Several tributes to remember “Bruno and Dom” were programmed in cities like Rio de Janeiro, Brasilia and Salvador, as well as in London.
Alessandra Sampaio, widow of British journalist Dom Phillips, speaks during the tribute in Rio de Janeiro (REUTERS / Pilar Olivares)
Alessandra Sampaio, Phillips’ widow, asked to honor the memory of her husband and Pereira by learning about the “wonderful” Amazon: “We have to be more aware of what is happening… stop depredating the jungle,” she said before a small group gathered on Rio’s Copacabana beach, in whose waters the British journalist used to stand up paddle.

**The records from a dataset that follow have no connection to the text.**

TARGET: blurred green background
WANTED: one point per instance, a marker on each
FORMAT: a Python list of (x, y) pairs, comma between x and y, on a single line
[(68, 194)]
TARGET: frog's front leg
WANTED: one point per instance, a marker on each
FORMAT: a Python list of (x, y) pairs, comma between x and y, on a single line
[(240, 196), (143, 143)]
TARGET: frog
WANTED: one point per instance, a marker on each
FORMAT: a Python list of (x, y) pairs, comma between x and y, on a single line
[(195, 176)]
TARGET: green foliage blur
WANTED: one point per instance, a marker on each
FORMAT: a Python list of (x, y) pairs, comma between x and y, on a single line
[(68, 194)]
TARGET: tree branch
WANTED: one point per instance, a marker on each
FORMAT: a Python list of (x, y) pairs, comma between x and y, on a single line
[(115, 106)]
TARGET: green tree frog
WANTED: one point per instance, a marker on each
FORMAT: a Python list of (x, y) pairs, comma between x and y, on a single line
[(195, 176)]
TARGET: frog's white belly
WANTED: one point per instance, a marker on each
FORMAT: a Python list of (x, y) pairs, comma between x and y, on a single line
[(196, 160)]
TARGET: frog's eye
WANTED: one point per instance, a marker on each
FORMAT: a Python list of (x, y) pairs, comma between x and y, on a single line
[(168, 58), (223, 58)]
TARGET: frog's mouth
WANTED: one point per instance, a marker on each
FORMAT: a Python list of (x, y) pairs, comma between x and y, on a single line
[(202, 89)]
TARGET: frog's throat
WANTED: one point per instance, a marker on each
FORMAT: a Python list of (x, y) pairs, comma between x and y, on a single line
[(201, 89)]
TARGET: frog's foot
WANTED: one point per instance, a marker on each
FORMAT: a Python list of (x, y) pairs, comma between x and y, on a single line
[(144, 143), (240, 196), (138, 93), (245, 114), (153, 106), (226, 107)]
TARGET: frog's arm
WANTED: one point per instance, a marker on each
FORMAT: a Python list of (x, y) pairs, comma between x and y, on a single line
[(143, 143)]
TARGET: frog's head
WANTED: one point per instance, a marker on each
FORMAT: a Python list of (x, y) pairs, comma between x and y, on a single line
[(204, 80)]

Sampaio, 52, wore a T-shirt with the inscription “Amazônia sua linda” (Amazon, you are beautiful), the last message Phillips posted on Instagram.
Beside her, the indigenous leader Beto Marubo, a friend and colleague of Pereira, said that for the indigenous groups that fight to protect the Javarí Valley, the situation has not changed: “The Brazilian State owes the world an explanation, because the The whole world was shocked by the murders.”
Commemorations are also planned in Atalaia do Norte, the border city from where they left for their last trip.
On his tour, Pereira planned to show Phillips his work organizing native patrols on the reservation, home to the largest number of uncontacted indigenous peoples on Earth.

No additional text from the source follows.